ST Microelectronics are a good company and I’ve used their parts for many years. I’ve designed their parts in to circuits for clients, and our own products. But that’s the electronics industry, not automotive.
Yet, there is a cross-over because more and more of cars is electronics. Not just ECUs for drivetrain or even window lift control, but infotainment. When I presented at ISATA it was on how microcontrollers (small single chip computers for control applications) could be affected by noise, now the cars have full blown computers inside them processing data from mobiles and satellites! The level of complexity is huge.
Benedetto Vigna is probably more used to supplying clients with electronics rather than being the client. I buy my electronics depending upon the function they do. When designing there’s two main parameters – function and cost. The electronics industry is infamous for shaving pennies off the costs of circuits.

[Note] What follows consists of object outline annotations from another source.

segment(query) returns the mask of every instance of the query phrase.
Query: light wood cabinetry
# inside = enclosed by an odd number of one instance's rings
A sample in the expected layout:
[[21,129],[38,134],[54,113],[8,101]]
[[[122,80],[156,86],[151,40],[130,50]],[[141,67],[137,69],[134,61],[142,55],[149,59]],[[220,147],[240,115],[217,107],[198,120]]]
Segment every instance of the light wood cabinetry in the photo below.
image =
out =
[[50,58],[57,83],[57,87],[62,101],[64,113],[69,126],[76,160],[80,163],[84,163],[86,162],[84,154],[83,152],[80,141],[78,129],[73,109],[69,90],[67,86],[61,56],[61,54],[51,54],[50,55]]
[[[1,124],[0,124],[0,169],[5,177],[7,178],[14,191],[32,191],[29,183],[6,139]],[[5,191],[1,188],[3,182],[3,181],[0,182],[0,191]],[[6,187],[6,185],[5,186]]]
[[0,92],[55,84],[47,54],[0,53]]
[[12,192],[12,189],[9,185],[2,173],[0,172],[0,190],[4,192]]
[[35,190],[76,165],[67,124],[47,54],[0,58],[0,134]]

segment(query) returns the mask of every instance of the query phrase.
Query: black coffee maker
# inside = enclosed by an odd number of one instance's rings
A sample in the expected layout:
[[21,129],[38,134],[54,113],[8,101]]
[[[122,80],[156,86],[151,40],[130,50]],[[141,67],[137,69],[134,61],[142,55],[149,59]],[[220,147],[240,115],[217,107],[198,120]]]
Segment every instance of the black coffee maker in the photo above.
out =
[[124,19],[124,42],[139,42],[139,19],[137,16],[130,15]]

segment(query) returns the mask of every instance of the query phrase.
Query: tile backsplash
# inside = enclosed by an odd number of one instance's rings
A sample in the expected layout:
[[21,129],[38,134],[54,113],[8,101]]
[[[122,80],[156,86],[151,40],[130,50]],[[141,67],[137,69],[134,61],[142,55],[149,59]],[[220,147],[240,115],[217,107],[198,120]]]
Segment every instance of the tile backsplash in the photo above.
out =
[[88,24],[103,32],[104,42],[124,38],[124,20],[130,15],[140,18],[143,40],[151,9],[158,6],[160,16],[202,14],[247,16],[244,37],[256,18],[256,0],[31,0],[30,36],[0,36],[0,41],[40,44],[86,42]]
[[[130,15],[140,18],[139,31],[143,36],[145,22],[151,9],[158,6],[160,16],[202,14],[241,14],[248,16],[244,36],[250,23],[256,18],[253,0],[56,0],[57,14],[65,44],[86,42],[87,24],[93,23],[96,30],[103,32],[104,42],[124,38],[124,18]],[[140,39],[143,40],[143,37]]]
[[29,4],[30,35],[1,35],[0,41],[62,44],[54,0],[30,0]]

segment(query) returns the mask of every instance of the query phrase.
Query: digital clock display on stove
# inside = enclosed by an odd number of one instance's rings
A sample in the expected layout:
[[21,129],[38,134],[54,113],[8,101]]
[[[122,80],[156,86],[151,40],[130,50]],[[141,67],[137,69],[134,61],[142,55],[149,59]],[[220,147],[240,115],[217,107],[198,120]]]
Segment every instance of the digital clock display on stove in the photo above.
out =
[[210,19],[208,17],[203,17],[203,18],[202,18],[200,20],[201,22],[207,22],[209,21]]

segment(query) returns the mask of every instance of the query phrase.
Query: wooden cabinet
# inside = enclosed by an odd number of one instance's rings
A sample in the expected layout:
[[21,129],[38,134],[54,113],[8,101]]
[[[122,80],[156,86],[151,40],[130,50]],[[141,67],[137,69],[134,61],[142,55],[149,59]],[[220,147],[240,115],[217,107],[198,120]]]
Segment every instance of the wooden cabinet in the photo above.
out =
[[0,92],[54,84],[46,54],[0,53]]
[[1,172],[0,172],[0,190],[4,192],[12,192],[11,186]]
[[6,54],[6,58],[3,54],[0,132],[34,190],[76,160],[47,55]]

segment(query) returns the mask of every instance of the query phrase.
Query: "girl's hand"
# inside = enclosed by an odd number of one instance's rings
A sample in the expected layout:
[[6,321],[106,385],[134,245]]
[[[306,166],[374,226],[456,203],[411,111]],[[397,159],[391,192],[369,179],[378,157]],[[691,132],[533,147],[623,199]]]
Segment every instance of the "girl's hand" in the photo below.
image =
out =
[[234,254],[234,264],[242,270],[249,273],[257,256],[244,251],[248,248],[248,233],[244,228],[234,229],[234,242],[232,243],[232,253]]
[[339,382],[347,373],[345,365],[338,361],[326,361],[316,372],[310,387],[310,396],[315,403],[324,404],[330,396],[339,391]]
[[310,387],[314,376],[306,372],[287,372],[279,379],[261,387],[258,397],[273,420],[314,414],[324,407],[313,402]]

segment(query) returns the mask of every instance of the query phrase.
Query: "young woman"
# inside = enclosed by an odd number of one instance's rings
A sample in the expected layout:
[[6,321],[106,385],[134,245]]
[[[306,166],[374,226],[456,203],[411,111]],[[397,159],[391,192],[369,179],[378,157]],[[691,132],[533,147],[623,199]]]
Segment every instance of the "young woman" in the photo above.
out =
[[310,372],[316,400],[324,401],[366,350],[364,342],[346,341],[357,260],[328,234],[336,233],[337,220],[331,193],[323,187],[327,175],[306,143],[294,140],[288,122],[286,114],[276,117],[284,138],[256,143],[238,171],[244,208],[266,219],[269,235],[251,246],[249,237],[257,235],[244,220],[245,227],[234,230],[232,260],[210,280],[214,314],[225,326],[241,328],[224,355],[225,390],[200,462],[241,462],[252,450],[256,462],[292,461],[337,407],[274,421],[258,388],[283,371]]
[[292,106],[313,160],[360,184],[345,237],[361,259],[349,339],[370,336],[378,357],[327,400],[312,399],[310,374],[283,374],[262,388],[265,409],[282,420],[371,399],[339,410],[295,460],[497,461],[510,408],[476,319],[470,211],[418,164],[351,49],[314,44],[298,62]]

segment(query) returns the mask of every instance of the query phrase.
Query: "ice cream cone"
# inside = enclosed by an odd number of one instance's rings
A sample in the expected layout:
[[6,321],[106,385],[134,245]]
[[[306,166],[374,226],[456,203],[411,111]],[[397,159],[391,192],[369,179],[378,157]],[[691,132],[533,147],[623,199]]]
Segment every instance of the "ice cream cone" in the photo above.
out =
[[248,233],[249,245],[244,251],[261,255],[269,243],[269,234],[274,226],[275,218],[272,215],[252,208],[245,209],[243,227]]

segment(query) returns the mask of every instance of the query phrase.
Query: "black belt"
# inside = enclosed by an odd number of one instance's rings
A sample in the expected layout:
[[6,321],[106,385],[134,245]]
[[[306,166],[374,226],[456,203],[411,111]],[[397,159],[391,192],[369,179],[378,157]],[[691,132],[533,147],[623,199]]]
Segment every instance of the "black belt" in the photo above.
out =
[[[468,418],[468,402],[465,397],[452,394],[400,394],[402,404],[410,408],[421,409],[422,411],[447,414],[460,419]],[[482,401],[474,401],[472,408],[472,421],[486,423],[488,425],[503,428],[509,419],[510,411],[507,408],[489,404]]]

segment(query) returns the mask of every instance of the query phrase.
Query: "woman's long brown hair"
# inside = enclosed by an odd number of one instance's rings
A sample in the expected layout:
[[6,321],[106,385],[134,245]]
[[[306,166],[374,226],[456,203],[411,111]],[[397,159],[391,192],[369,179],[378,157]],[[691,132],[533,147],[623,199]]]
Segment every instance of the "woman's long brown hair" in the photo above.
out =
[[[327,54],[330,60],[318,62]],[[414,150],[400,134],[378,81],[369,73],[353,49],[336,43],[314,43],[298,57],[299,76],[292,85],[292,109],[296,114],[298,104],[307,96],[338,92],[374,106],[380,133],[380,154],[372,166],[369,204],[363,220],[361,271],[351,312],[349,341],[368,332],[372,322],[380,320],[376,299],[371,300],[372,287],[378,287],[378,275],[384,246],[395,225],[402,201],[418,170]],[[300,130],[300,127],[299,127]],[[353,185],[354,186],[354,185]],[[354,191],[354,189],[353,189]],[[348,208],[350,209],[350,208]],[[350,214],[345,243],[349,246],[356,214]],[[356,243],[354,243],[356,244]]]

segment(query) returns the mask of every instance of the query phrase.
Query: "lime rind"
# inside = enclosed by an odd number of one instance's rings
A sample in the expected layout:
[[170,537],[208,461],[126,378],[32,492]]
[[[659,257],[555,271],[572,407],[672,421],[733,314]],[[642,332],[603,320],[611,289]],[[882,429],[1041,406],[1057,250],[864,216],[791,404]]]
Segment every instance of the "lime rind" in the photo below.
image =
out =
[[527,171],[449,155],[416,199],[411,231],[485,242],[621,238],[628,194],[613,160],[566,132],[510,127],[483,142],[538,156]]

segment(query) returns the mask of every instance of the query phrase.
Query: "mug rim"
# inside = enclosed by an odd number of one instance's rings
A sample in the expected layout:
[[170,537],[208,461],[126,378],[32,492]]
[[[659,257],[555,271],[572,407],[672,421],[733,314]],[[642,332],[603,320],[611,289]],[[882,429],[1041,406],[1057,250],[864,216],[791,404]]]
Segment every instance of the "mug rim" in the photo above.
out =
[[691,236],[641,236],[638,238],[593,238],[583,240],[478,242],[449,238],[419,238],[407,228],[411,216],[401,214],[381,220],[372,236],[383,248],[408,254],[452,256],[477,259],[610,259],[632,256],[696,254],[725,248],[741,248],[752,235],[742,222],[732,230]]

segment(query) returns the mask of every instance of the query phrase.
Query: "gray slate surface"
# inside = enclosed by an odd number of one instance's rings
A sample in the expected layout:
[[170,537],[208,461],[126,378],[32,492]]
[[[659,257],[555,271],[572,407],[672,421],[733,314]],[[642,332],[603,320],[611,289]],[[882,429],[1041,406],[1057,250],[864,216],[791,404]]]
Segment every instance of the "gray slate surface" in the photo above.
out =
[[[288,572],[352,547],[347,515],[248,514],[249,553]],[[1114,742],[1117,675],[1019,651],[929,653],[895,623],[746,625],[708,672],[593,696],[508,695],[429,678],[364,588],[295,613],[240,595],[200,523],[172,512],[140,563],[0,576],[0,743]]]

Save a cent on something you build a million off, or on one of a few hundred parts you buy for that circuit, and you see where profits can be made. When I transition to buyer mode I hunt down the best prices on the most expensive parts and ignore the ones that are only a few cents each. It’s a strategy that works as I’ve had people offering to provide a buying service and none have come close to my price after their markups.
Ferrari are a luxury brand. If I applied my engineering buyer skills to Ferrari I’d buy something else, something “sensible”. However, my emotional side would buy a Ferrari, or a pre-Reichman Aston Martin, or a McLaren. The question is does Vigna understand the different needs of emotional luxury customers over logical engineering customers?
But more importantly for a CEO, can Vigna set out a vision for the future of Ferrari to follow?